Gosto de biografias. Nestes dias leio duas, ao mesmo tempo. Quando o assunto de uma está interessante, logo passo a outra com a idéia de retornar após o suspense. Uma é sobre a vida do marechal Humberto de Alencar Castello Branco, escolhido pelos golpistas como primeiro presidente do regime militar. A outra trata dos últimos anos de Freud em paralelo à ascensão de Hitler ao poder.
As biografias estão na moda - na verdade nunca saíram. O que há de novo é que os historiadores estão seriamente empenhados em retomar este gênero que foi muito cultivado pelos clionistas tradicionais. Uma pena, pois logo teremos livros do tipo vendidos a rodo por RS 1,99. Neles não faltarão, é claro, longas incursões teóricas e metodológicas sobre a ilusão biográfica - a la Bourdieu -, as armadilhas da memória e as escritas de si. Mil congressos e simpósios serão (já são) realizados para debater tais chatíssimas obviedades.
O fato é que para escrever biografia são necessárias poucas coisas: talento, sensibilidade, erudição e faro investigativo, justamente o que muitas vezes falta na academia. E o que sobra no livro do jornalista Lira Neto (Castello: a marcha para a ditadura), que além das outras qualidades citadas, demonstra grande sensibilidade para compreender a alma humana e o seu papel no curso dos acontecimentos históricos.
Uma das chaves dessa construção biográfica é a feíura de Castello, handicap introjetado desde a infância que o marechal converteu em pulsão de poder. Seu sucesso na carreira militar foi o resultado de um esforço hercúleo para provar que era superior aos que o chamavam de macaco, sem-pescoço ou quasímodo, numa época em que ainda não se conhecia o bulling. Embora Lira Neto não reduza a vida do marechal a esse estigma, já que também dá grande relevo à sua condição de nordestino da baixa classe média, filho e neto de outros militares -, não deixa de reconhecer a importância crucial dos aspectos psicológicos na história, sem incorrer em psicologismo barato.
Por que trago à baila este assunto se não pretendo resenhar as obras mencionadas? Ainda que isto possa decepcionar, respondo que é só para retomar o tema do post anterior. Muitos historiadores - entre os quais me incluo - nunca estiveram satisfeitos com a história desencarnada. Mas nem sempre as respostas a tal frustração tem sido satisfatórias. Sem falar da safra de baixa qualidade da historiografia atual - subjetivista, pueril e romântica -, houve gente boa que tentou, sem sucesso, dar humanidade aos processos históricos, dedicando-se, por exemplo, às mentalidades ou psicologia coletiva. Alguns chegaram até mesmo a sondar possíveis relações entre história e a psicanálise.

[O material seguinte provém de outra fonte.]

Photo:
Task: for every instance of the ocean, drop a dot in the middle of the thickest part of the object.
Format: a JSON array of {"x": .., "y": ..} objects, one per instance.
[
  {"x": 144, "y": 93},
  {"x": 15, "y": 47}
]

Nada disso deu certo. O próprio Freud, como se narra na segunda biografia (não é bem o termo para o livro), esteve obcecado por entender o papel do inconsciente na vida coletiva, basta ler suas obras sobre Moisés e o monoteísmo, O mal-estar da civilização e O futuro de uma ilusão. Foi quem chegou mais próximo da compreensão dos estranhos motivos que subjazem na vida social, cultural e política.
A maioria de nós, mortais, porém, não consegue alcançar essa dimensão obscura. Para atenuar nosso descontentamento é que servem as biografias. O problema é que existem poucos personagens dignos de serem biografados. Lira Neto escreveu um bom livro, ainda que Castello seja um defunto que não mereça suas velas.
Entre a história e a vida, tanto a que late quanto a latente, há uma abismo intransponível. Sou historiador, gosto de livros de história, mas prefiro as biografias.